Situation absurde au barrage routier

Jabara n’a qu’une sortie: le barrage routier de Kafriyat. Même les soldats israéliens admettent que c’est le plus insensé de tous les barrages. Il est traversé par les colons juifs qui vont dans la zone C (sous contrôle israélien), les habitants de Tulkarem qui pénètrent dans la zone A (sous contrôle palestinien) et les habitants de Jabara qui se rendent dans la zone B (soumise à l’autorité militaire israélienne). Dans ce désordre de personnes, de voitures, d’ânes et de charrettes, il est difficile de savoir qui va dans quelle direction. Les soldats ont l’impossible mission de courir parmi les titulaires d’autorisations déconcertantes.

Un jour, un Palestinien d’un certain âge déjà, habitant de Tulkarem, plâtrier de son état, s’est trouvé pris dans la cohue. Un habitant de Jabara l’avait appelé le matin pour exécuter des travaux. Cela aurait pu le faire sortir pour un certain temps du chômage et de la pauvreté qui ne cessent d’augmenter dans cette ville. L’homme de Jabara avait besoin pour sa maison d’un crépi contre les pluies de l’hiver. Le plâtrier a attendu longuement au checkpoint, ayant du mal à comprendre pourquoi il avait besoin d’une autorisation spéciale pour entrer dans un village qui, peu de temps auparavant, était partie intégrante de Tulkarem. Il est resté là, stupéfait, et finalement il a renoncé.
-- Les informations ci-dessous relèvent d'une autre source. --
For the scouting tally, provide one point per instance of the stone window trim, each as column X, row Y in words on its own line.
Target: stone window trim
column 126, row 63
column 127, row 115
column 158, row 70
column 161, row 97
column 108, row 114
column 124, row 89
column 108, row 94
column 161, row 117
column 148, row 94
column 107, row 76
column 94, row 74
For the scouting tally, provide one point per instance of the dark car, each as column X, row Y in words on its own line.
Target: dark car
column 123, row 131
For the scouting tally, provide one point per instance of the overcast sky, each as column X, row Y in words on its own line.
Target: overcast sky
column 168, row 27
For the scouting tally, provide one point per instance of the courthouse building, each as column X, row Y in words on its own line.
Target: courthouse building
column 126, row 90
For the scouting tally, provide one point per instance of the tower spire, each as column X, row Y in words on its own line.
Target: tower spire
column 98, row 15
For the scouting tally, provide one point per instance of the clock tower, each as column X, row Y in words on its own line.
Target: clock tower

Les habitants de Jabara disent que les soldats eux-mêmes ne comprennent pas ce qui se passe ici, et qu’ils prennent des décisions arbitraires selon l’humeur du moment. Parfois, ils sont de très mauvaise humeur, surtout ceux qui doivent ouvrir l’unique portail dans le mur vers l’est qui est réservé aux écoliers. Car dans le petit village de Jabara, il n’y a pas de services publics, même pas une école. Tous les enfants fréquentent les écoles des villages voisins qui se trouvent maintenant au-delà du Mur. Tous les matins, les soldats ouvrent et ferment le portail pour les écoliers et à 13h 30 précises, ils le rouvrent pour que les enfants puissent rentrer chez eux. Le matin, les soldats attendent que tous les enfants – au nombre de 88 – soient rassemblés près du portail pour l’ouvrir. Si un élève est en retard, il ne passe plus. Heureusement, l’UNICEF a construit une tonnelle pour que les enfants soient au moins protégés du soleil et de la pluie. Sur le chemin du retour, c’est la même procédure. Si alors un élève arrive en retard au portail, il doit dormir à l’extérieur, dans un autre village. Des incidents de ce genre se sont déjà produits et sont mentionnés dans le rapport du Bureau de coordination des affaires humanitaires de l’ONU.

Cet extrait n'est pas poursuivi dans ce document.